Here’s a cogent argument by Dror Poleg about how urban economics can be used to explain the evolution of Web3, and also why it’s all a bit of a ponzi scheme, but that when it works, it works.
His argument revolves around ownership and participation. If you own real estate in a city, you could say that you are both a part owner of said city and a participant. You participate by virtue of living and/or doing other things there, but beyond that you also have a vested interest in the city doing well. Because if the city continues to do well and grow, there should be more demand for real estate, including yours, and that likely means your wealth will increase over time.
This same force could be said to apply when existing property owners oppose new development. It restricts supply and increases the value of people’s existing “ownership” in a city. It’s kind of like being a company and not issuing new shares so as to not dilute your existing shareholders.
This connection between ownership and participation is similarly a hallmark of Web3. In the world of crypto, users buy tokens (some fungible and some non-fungible) and those tokens provide access and rights to various things.
For example, owning tokens might allow you to vote on key decisions affecting the overall organization. And if the organization does well and continues to grow, all token holders should, in theory at least, see their wealth increase. More people will want those same tokens. Ownership and participation.
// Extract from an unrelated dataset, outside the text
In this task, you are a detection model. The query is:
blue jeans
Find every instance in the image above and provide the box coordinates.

Web2 companies, on the other hand, do not typically offer this automatic connection between ownership and participation. That is, of course, unless you’re a shareholder. If you’re just a regular user of a platform like Instagram (which I am), but you don’t own any shares in Meta (I do not), then you’re only a participant.
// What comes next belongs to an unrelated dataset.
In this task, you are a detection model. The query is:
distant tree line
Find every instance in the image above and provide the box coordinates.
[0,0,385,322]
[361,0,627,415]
If you happen to be a widely followed influencer then you can certainly benefit indirectly from the platform, but you do not benefit from any sort of direct ownership in the organization. Pretty much everything accrues to the house.
In fact, you also don’t own your followers, from which you derive your indirect benefit. Not to pick on Meta, but if Meta decided that your content was suddenly inappropriate for the platform, perhaps too salacious, then it could choose to close you down and your indirect benefits.
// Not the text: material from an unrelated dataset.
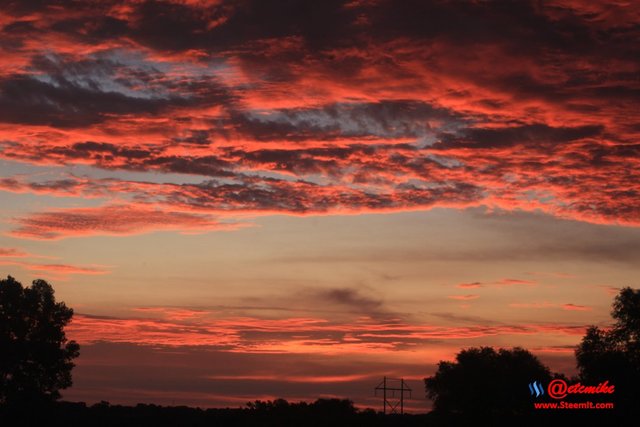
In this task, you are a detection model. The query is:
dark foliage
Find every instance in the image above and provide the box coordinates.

This, of course, is one of the great promises of crypto and Web3. If you’re a part owner and you have some say in the way things are being run, you can maybe avoid this kind of outcome. And if things really aren’t working out, one should have the flexibility to take their followers and be extra salacious somewhere else.
We shall see if this is ultimately how Web3 plays out, but the connection between ownership and participation is an interesting one and, if things do end up working out as planned, maybe it can be harnessed to improve our cities. Because we know the problems: inequality, housing supply and affordability, and many others. The system is clearly far from perfect.